Now is the Time -- Part Three

Now Is the Time
2 Corinthians 5:1 - 6:2
Theme: The urgency of the Gospel.
This week’s lessons remind us that we are not guaranteed a tomorrow.

Lesson
In the opening section of 2 Corinthians 5, Paul wrote about the dissolution of his body, in other words, of his death. He explained that death comes sooner or later to everybody. In his case, he said, death would perhaps come sooner because of the kind of hardships he had endured. Our bodies are at best ragged tents, tents that are going to be folded up and put away one day. But the glory of the Christian hope is to know that when that tent is put away, we have an eternal dwelling made with God in heaven.

When I read Paul’s words, I puzzle over what he precisely had in mind. In drawing from the image of a tent, I think he might very well be thinking of the Feast of Tabernacles that commemorated the days of the Jewish wandering in the wilderness and the tents in which they lived. It was to remind them of that uncertain past before they actually came to possess the Promised Land. If Paul is thinking of that, then perhaps he is using that image to represent the individual experience of all believers. The days of this earthly life, the bodies that we have, are like that wandering in the wilderness. We have bodies, but they are passing away. They are temporary. That would be a cause for great dismay were it not for the fact that God is leading us to a Promised Land where one day we will have a city with permanent dwellings in which to dwell.

It may well be that Paul was also drawing on a broader experience of the people in that area of the world then, and also today. In T. E. Lawrence’s great classic, Seven Pillars of Wisdom, the author draws from his great experience with the Arab people, and the nature of their migrations around the Sinai Peninsula. Those migrations had been characteristic for centuries and are still in effect in our day as well.
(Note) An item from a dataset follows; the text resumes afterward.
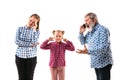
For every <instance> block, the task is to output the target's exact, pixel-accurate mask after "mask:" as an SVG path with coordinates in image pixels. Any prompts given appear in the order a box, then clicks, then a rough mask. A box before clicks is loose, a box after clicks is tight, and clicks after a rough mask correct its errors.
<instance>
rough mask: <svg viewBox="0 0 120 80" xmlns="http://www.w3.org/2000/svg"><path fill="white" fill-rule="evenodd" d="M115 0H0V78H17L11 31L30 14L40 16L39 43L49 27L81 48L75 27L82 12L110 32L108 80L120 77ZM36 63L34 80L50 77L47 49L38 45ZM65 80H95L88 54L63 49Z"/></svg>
mask: <svg viewBox="0 0 120 80" xmlns="http://www.w3.org/2000/svg"><path fill="white" fill-rule="evenodd" d="M118 1H119V0H3V1H2V0H1V1H0V10H1V11H0V37H1V39H0V45H1V47H0V80H18V74H17V68H16V65H15V51H16V48H17V46H16V45H15V43H14V38H15V32H16V29H17V28H18V27H19V26H24V25H25V24H26V23H27V21H28V18H29V16H30V15H31V14H33V13H37V14H39V15H40V17H41V21H40V38H39V42H40V43H41V42H43V41H44V40H45V39H47V38H48V37H50V36H52V30H54V29H62V30H64V31H65V35H64V37H65V38H67V39H69V40H71V41H72V42H73V44H74V45H75V49H78V48H82V45H81V44H80V42H79V41H78V33H79V26H80V25H81V24H83V23H84V15H85V14H86V13H88V12H94V13H96V14H97V16H98V20H99V22H100V23H101V24H102V25H104V26H106V27H108V28H109V30H110V32H111V48H112V52H113V59H114V65H113V68H112V70H111V80H120V77H119V74H120V65H119V63H120V58H119V56H120V51H119V41H120V38H119V34H120V32H119V29H118V28H119V19H120V12H119V2H118ZM37 56H38V57H37V65H36V69H35V74H34V80H51V74H50V71H49V66H48V63H49V50H46V51H44V50H42V49H40V48H39V46H38V51H37ZM65 80H96V76H95V72H94V69H91V68H90V58H89V56H88V55H82V54H77V53H76V52H75V51H74V52H70V51H66V74H65Z"/></svg>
Lawrence pointed out that the highlands of Judah, and especially the land that received the breezes from the Mediterranean where the rain fell, where crops grew, where trees existed at one time, was some of the best land. It is the land referred to in the Bible as the land flowing with milk and honey. The best and strongest tribe always inhabited that area. But if over a period of generations a strong tribe should weaken, become decimated by famine, or plague, there would always be a stronger tribe that would come along. The stronger tribe would push the weaker tribe out and take the better land.

When that happened, the tribe that was pushed out would move a little bit further south to land of slightly less quality, displacing the people who lived there. The displaced people would, in turn, move on further south, and displace the people there, and so on it would go. This movement would continue down around the Sinai area, around the great desert and back up the other side until, at the very end of this sequence of migrations, the people farthest south were virtually forced out into the most arid desert country. As a result, those people became the Bedouins, and lived in tents.

All of that, of course, makes perfect sense. It may well be that that is the kind of thing that Paul is drawing on, even if not quite so specifically. However, it is the emotional aura of the desert experience that Paul drew from, here in 2 Corinthians. His point is that this world is not our home. We are only pilgrims in it while we are pressing on to the heavenly city.

Study Questions

  • What did the Feast of Tabernacles commemorate?
  • According to Dr. Boice, what is symbolized in Paul’s reference to "tents"?

Further Study
Locate a map of the Middle East as it existed in Bible times. Locate Damascus, Judah, and other regions that Dr. Boice mentioned today and trace the migrations made by the Arab people.